The most efficient way to get this metadata is to export it from the CDM admin interface. These tips assume you have access to a CDM instance’s admin interface–if you do not have access, check CDM api tips for other ways to harvest metadata.

Export collection metadata

  1. Log into your CDM admin (at a url something like “https://server12345.contentdm.oclc.org/cgi-bin/admin/start.exe” using your associated OCLC account).
  2. Click on “Collections” tab.
  3. Select desired collection from the drop down menu on left, then click “Change” to switch to that collection.
  4. Click on “export” in the nav under the “Collections” tab.
  5. On Export metadata page, choose “Tab-delimited”, check “Return field names in first record” option, and then click “next”.
  6. This will lead to an “Export successful” page. Right click on the “export.txt” and select “Save link as” from your context menu. This should open a file save dialog box on your computer–I usually rename the file from “export.txt” to something meaningful including the collection name and export date (“example_2020-12.txt”).

At this point I also like to record some collection information for reference:

  • Click “reports”, then “Item Types” to see total number of items and file types.You will want this information to check the accuracy of your metadata once you start processing the export.
  • Click “profile” to find the “Collection alias” (e.g. /example). This will be necessary to construct API calls.
  • Click “fields” to review the metadata template for the collection so you know what should be in the export.

Reformat “export.txt”

“Tab-delimited” text (also commonly called “tab-separated values” or TSV) is a plain text tabular data format, using tabs as the delimiter between columns. Like “Comma-separated values” (CSV), it is a convenient format for data exchange often used to store spreadsheet data, but is often implemented without a formal spec.

The tab-delimited “export.txt” from CDM uses UTF-8 encoding and LF line endings, which are the standard on the web and Linux, but not well supported in default Windows applications. If you open the file directly with Excel, it has a good chance of being corrupted (messing up special characters or line breaks). Collections that include a full text field (e.g. extracted from PDFs) are particularly challenging to get parsed correctly. These errors are often hard to detect, so it is important to take care in initial handling the “export.txt” and reformat to a more useable file type.
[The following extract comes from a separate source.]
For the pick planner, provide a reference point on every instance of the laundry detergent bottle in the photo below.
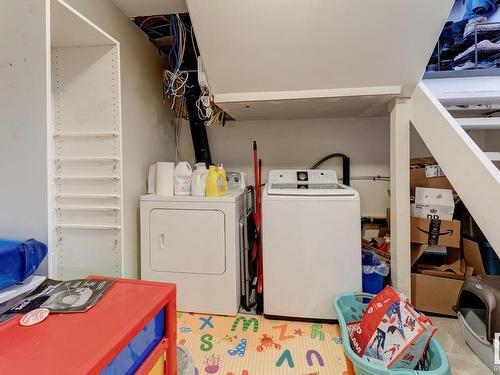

Here is some suggestion workflows:

OpenRefine (free and open):

  • Start OpenRefine.
  • Select your “export.txt” and click “Next”.
  • On the “Configure Parsing Options”, the preview will likely be all wrong. Choose all these options to parse correctly:
    • In “Parse data as” select “CSV / TSV / separator-based files”.
    • In “Character encoding” click the box and select “UTF-8” (this is essential to avoid losing special characters on Windows).
    • In “Columns are separated by” select “tabs (TSV)”.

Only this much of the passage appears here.